Dirk Frickman via AP Images
The wayward dolphin broke two human ankles, wallowed in its own blood, but swam away in good shape.

How Did I Miss That? Dolphin Busts Ankles; KKK vs. MLK

Steve Russell

Dirk and Chrissie Frickman and their kids were celebrating their 18th wedding anniversary and Father’s Day with an idyllic cruise on their 21-foot boat, racing beside a romping pod of dolphins, when one of the sea mammals smacked into the boat’s rail and landed on board, breaking both of Chrissie Frickman’s ankles. And yes, there's some video.

The Orange County Register reported that Frickman hightailed it to Dana Point Harbor while calling the Orange County Sheriff’s Harbor Patrol on his radio. The deputies got Chrissie and daughter Courtney (who had been less seriously whacked) on their way for medical treatment and then managed to manhandle the bloody dolphin—500 pounds according to CNN; 350 according to the Register—back into the ocean. It swam off appearing no worse for the experience except for cuts on the nose and tail.

The Register quoted Mr. Frickman on lesson learned: “From seven years watching them, dolphins have been so precise in their movements, but you just never know. Maybe you want to stay a bit farther away.” Kudos to the Frickmans for understanding that wild animals can be unpredictable and ought not to be killed for it.

Predisposed to side with our own species, most of us would say that saving wild animals is admirable behavior and saving human beings is even more admirable, especially when combined with sacrifice and risk. These would be the values underpinning Robert D. McFadden’s New York Times obituary for Nicholas Winton, who walked on after 106 well-lived years. Winton compares to the better known Raoul Wallenberg and Oskar Schindler. Those men were British, Swedish and German respectively, but they had in common that they risked lives and fortunes to rescue as many fellow human beings as possible from the Shoah.

Winton’s work was particularly heartbreaking because he rescued children whose parents entrusted them to strangers. The United States, to its eternal shame, maintained strict limits on Jewish immigration, even after Kristallnacht.

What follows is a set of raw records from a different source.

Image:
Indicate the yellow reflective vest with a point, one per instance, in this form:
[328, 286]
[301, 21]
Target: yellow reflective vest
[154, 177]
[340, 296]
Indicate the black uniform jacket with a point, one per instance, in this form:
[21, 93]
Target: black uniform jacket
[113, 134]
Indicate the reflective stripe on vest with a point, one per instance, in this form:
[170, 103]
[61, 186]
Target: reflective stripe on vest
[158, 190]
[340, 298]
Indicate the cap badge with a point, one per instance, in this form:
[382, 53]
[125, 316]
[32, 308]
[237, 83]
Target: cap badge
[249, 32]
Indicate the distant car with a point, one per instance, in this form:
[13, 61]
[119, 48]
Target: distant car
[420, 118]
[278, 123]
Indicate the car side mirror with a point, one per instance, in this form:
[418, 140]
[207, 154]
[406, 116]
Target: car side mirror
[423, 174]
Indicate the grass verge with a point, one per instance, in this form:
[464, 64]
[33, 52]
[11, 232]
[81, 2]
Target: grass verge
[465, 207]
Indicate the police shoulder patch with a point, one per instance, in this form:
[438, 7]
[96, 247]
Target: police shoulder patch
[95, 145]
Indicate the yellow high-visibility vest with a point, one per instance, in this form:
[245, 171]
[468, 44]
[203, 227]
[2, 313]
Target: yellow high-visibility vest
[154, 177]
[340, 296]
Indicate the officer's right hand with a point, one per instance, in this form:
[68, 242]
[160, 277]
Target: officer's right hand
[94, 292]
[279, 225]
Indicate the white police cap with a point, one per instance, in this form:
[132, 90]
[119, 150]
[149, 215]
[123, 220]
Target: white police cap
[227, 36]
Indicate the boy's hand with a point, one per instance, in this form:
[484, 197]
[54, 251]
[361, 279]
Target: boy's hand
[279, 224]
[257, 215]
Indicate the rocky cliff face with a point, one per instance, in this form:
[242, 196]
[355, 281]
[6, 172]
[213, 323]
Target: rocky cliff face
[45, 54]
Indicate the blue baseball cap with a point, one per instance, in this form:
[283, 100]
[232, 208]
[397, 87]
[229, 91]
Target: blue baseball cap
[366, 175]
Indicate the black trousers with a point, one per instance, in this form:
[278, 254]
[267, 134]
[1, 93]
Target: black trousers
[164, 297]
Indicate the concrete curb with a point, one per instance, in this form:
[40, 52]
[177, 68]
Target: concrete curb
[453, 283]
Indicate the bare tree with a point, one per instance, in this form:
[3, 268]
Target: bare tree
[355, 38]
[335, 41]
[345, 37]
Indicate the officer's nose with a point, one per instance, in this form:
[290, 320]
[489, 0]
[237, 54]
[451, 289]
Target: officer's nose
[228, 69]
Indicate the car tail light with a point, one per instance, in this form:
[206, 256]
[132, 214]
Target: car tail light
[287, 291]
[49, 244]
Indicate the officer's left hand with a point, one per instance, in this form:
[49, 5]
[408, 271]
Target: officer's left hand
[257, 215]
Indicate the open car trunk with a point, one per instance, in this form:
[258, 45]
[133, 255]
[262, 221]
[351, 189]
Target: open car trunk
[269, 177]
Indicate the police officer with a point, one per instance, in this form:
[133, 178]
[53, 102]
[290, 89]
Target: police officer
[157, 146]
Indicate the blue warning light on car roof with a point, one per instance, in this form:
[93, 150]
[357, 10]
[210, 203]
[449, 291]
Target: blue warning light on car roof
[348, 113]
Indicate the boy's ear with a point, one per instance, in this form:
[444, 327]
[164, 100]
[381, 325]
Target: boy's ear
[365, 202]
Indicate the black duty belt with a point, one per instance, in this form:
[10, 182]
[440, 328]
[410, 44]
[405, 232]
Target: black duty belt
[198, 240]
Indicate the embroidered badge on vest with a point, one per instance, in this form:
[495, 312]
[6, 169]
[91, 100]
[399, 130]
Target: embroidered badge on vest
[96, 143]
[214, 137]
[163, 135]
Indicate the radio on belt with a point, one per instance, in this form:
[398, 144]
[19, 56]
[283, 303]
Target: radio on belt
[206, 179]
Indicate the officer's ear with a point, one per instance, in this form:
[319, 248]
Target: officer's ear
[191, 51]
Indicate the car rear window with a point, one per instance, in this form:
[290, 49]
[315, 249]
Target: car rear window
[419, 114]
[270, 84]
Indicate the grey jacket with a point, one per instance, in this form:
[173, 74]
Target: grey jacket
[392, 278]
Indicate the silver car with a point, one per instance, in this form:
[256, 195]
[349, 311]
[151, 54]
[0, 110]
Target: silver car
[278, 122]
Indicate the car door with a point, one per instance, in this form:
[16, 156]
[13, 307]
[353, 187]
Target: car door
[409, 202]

Felix S. Cohen, revered by Indian lawyers for authoring the Handbook of Federal Indian Law, floated a plan to resettle Jews in Alaska, but he could not make the political lift. The U.S. response to impending mass murder was dramatized in the book and movie, Voyage of the Damned, based on an actual attempt to rescue Jews, who were not allowed to disembark upon arrival in Cuba or in the United States. The Nazis had allowed the ship to make the attempt as a propaganda exercise, confident that this country would not accept Jewish refugees.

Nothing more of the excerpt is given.